As the economy started coming back, some of our stocks started to turn green in the Fall. Most of our savings are in stock indexes, though. We have three Vanguard stock index funds recommended by Clark Howard. While only one of them has turned green, it turned green enough to make the entire portfolio green today. So…. back to where we started.
I have two of those: VEIEX and VGTSX. You’re doubling down on emerging markets by having both (15-25% of VGTSX is in emerging markets), but VEIEX was amazing last year (I bought it in December 2008 at 14.51, so it is up 80%). I bought some VGTSX in 2007 at 17.66, so it is still losing money.
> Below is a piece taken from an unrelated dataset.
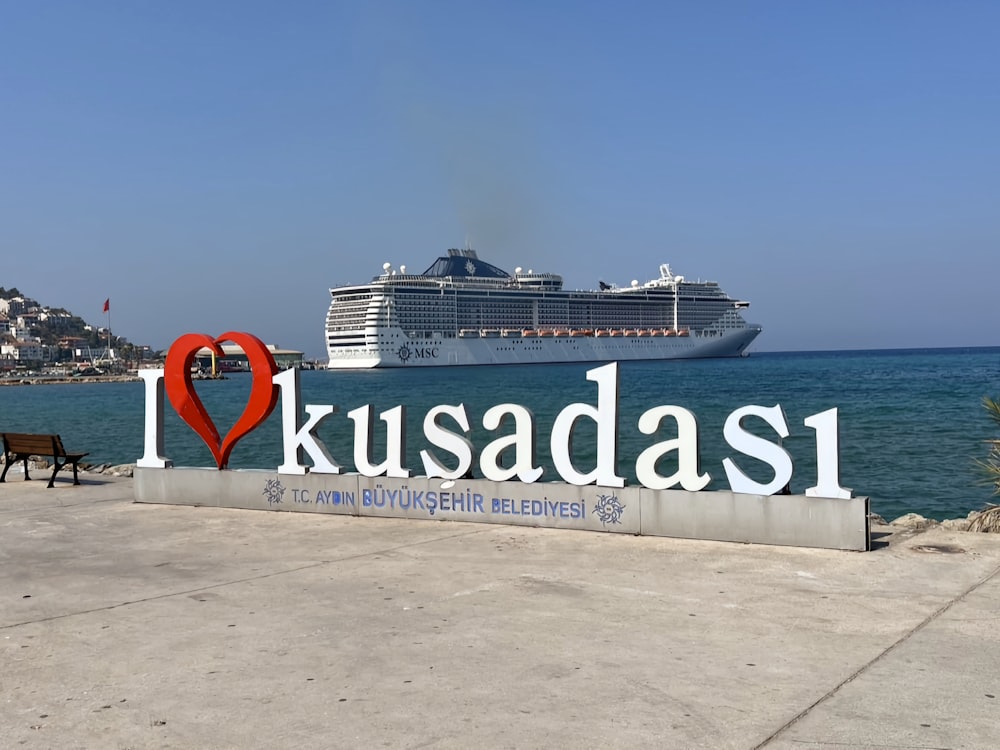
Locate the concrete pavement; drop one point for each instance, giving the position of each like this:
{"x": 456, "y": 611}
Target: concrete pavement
{"x": 125, "y": 625}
There’s a sobering article by Bill Gross, founder of PIMCO (huge bond fund), on the U.S. debt and why asset values might be bound for a fall.
http://is.gd/68AFm
The reasoning is that “quantitative easing” in the form of the Fed buying U.S. government securities amounts to a much huger government stimulus than was widely discussed, that stimulus was 2009-specific, and it’s a great explanation for the upturn in 2009.
It’s a dense article, and you have to sift through his offhanded humor, but he says something particularly interesting at the end. It’s quoted below. I had only thought about a “carry trade” in currencies, but he mentions two other kinds.
Additionally, if exit strategies proceed as planned, all U.S. and U.K. asset markets may suffer from the absence of the near $2 trillion of government checks written in 2009. It seems no coincidence that stocks, high yield bonds, and other risk assets have thrived since early March, just as this “juice” was being squeezed into financial markets. If so, then most “carry” trades in credit, duration, and currency space may be at risk in the first half of 2010 as the markets readjust to the absence of their “sugar daddy.”
The Fed made $45 billion last year by providing stimulus (in today’s news). Those were realized profits, not just an increase in value of their assets because this was money they actually turned over to the government. Interest rates have risen a little bit, but not much considering how much borrowing the government has been doing. The Fed jumped in at the bottom and bought US bonds on the cheap and their value has gone up since then. Meanwhile they have been able to sell some of it at a profit. They may be able to do the same with a lot of the mortgage securities they bought since they bought them when the market was low and uncertainty was very high. The government has to stop borrowing so much at some point, but so far the damage caused by the borrowing has been pretty minimal.